Sie nickte. »Oh ja, sehr!« Ihre Gedanken wanderten ans Bedford, das ihr ein zweites Zuhause geworden war, obwohl sie dort die schlimmsten, die schmerzlichsten Stunden ihres gerade einmal dreiundzwanzigjährigen Lebens durchlitten hatte. Hin zu ihrem behaglich eingerichteten Zimmerchen zur Untermiete in Marylebone, von wo aus sie werktags ans Bedford aufbrach, um im Musikzimmer den Mädchen den Zauber Chopins und die kraftvolle Schönheit Beethovens nahezubringen und sie dem Bechstein auf seelenvolle Weise zu entlocken. Im Zeichensaal lehrte sie ihre Schülerinnen den Umgang mit Kohle und Aquarellfarben, die Perspektive und das Wechselspiel von Licht und Schatten, hielt Vorträge über die Arbeitsweise der alten Meister oder sammelte ihre Schülerinnen in der Eingangshalle, um mit ihnen in die National Gallery am Trafalgar Square zu gehen und die Kunstwerke vor Ort zu studieren. Sie sah die Gesichter ihrer Schülerinnen vor sich, mal konzentriert und andächtig, mal zweifelnd oder unwillig ihr zugewandt. Hübsche, geradezu schöne und unscheinbare Gesichter, kluge Köpfe oder eher schlichte Gemüter. Mädchen, die glücklich waren, hier zu sein, und solche, die von ihren Familien dazu angehalten worden waren; Mädchen, die sich nur die Zeit zu vertreiben suchten, bis sie einen Mann fanden, oder sich vor der Heirat noch etwas zu bilden gedachten, und solche, die mutig den neuen Weg als berufstätige Frau beschreiten wollten; temperamentvolle, selbstbewusste, geradezu kecke Mädchen und solche, die von Natur aus still waren und kaum je den Mund aufbekamen vor Unsicherheit. Und obwohl Ada, die als besonders geduldige und einfühlsame Lehrerin galt, um Unvoreingenommenheit bemüht war, lagen ihr diese schüchternen Mädchen besonders am Herzen. Mädchen, wie sie einst eines gewesen war, scheinbar vor einer Ewigkeit.

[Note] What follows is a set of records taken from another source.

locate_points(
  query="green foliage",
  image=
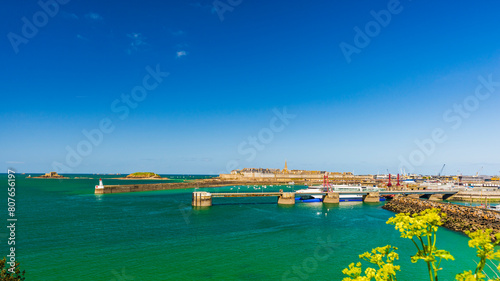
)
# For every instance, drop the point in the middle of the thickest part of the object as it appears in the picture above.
(421, 229)
(386, 268)
(481, 240)
(6, 275)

»Ich liebe es, dort zu sein«, sagte sie schließlich leise. »Es ist wunderbar, mitzuerleben, wie die Mädchen Neues entdecken und sich weiterentwickeln – nicht nur in ihren Fähigkeiten, sondern auch als Mensch. Das ... das gibt meinem Leben einen Sinn.« Sie warf Royston von der Seite her ein verlegenes Lächeln zu und verstummte.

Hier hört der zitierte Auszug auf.